City Hall

Council Member Licata May Propose Minimum aPodment Size; Moratorium Still Possible

City council member Nick Licata says he's exploring the possibility of setting a minimum size for microhousing, or "aPodments."

By Erica C. Barnett April 12, 2013

Image via Terrazza aPodments.

City council member Nick Licata confirms that he's considering legislation that would place a minimum size limit on microhousing (better known as "aPodments")—multi-story buildings in which multiple small units surround a shared kitchen.

Meanwhile, council member Tom Rasmussen, who's hosting a brown-bag discussion of microhousing at city hall next Thursday at noon, tells PubliCola that a moratorium on the developments is still on the table, among other options.

"It isn't a higher [priority] than any of the other options," including doing nothing or asking the city's Department of Planning and Development to come up with legislation to address neighbors' concerns, including the fact that aPodments aren't required to have on-site parking, he says.

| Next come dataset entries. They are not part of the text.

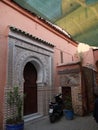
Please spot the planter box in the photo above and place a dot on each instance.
(15, 126)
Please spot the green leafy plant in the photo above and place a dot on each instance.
(15, 102)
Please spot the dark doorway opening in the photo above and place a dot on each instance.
(30, 89)
(66, 92)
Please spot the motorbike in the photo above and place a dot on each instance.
(56, 108)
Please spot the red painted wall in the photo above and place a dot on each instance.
(13, 15)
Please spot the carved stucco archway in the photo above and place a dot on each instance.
(40, 64)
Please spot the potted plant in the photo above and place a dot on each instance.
(68, 109)
(15, 103)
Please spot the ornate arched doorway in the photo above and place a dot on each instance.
(30, 89)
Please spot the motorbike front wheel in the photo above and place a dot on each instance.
(52, 118)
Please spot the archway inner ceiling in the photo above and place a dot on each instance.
(77, 17)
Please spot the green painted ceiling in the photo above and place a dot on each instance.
(77, 17)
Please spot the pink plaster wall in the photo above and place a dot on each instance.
(95, 55)
(9, 16)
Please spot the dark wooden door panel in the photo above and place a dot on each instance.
(30, 89)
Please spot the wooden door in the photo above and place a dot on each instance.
(66, 92)
(30, 89)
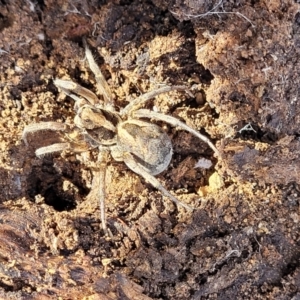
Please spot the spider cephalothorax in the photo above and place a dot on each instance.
(143, 146)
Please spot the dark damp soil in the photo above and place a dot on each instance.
(241, 61)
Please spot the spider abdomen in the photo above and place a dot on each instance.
(148, 143)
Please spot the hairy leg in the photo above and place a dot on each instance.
(141, 100)
(146, 113)
(32, 128)
(135, 167)
(101, 82)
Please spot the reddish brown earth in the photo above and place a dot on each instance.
(241, 61)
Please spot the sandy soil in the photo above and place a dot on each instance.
(240, 59)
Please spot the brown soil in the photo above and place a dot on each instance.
(241, 61)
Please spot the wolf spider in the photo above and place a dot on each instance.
(144, 147)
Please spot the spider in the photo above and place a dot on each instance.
(144, 147)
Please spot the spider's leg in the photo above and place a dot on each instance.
(141, 100)
(31, 128)
(57, 147)
(101, 82)
(98, 186)
(135, 167)
(146, 113)
(69, 87)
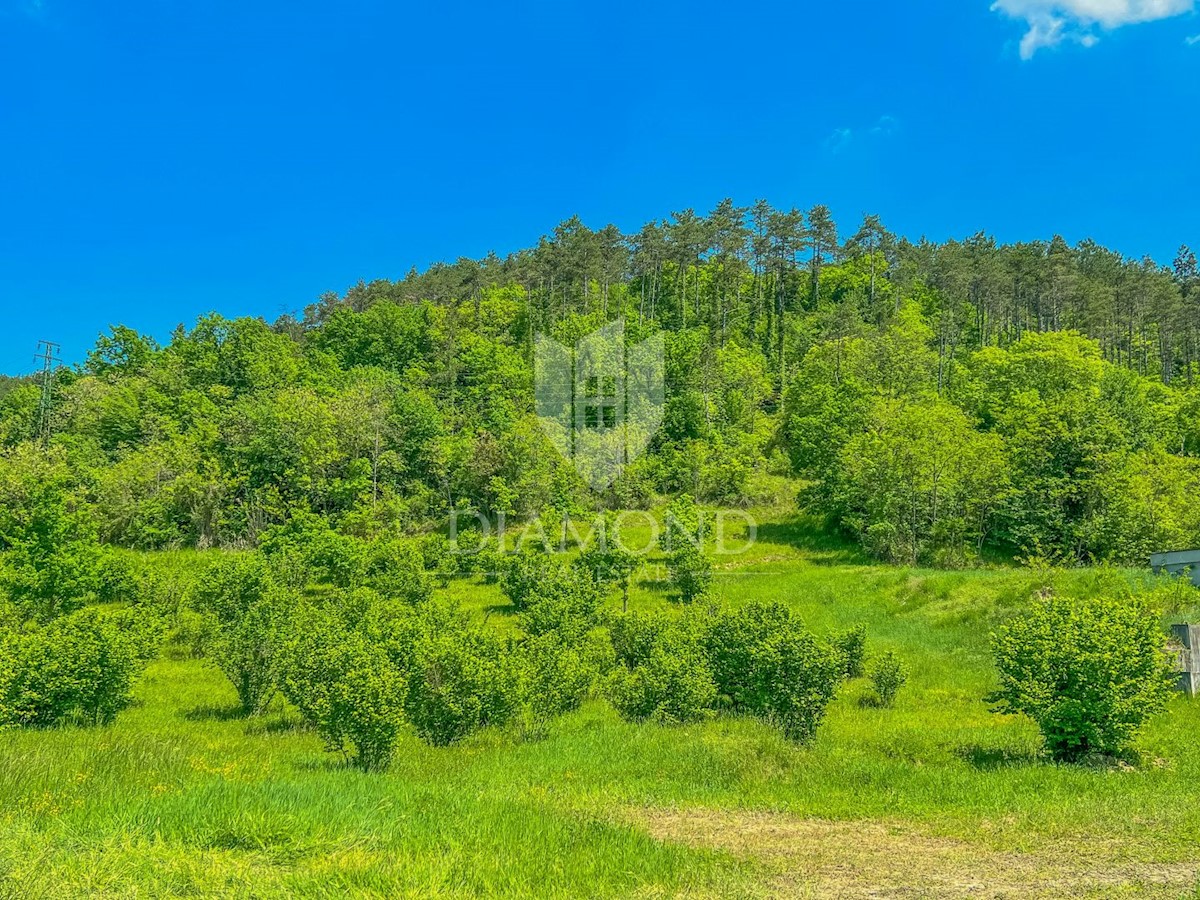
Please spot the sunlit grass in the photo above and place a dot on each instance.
(185, 797)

Previously, Rasmussen told PubliCola that he might be satisfied by legislation subjecting aPodments to design review (currently, each floor of a microhousing development is considered a single "unit," even if it houses several unrelated people, making the developments exempt from design review). 

Licata compares limits on the size of tiny apartments to any other land use rule aimed at protecting tenants. Responding to the argument that there's clearly a demand for very small (and, by Seattle standards, inexpensive) apartments, Licata says, "That’s the sort of logic that has been used to justify a lot of conditions that are not humane or desirable"—the kind of conditions that prompted Seattle to   adopt a rental-housing inspection law. 

Licata says he doesn't know what size limit might be appropriate. "I'm just going to wait and see what we find out from the audience [at the brown-bag] from people living in those units, and what the demand is."

In San Francisco, Licata notes, the limit on micro-housing units (which don't have shared kitchens) is 250 square feet.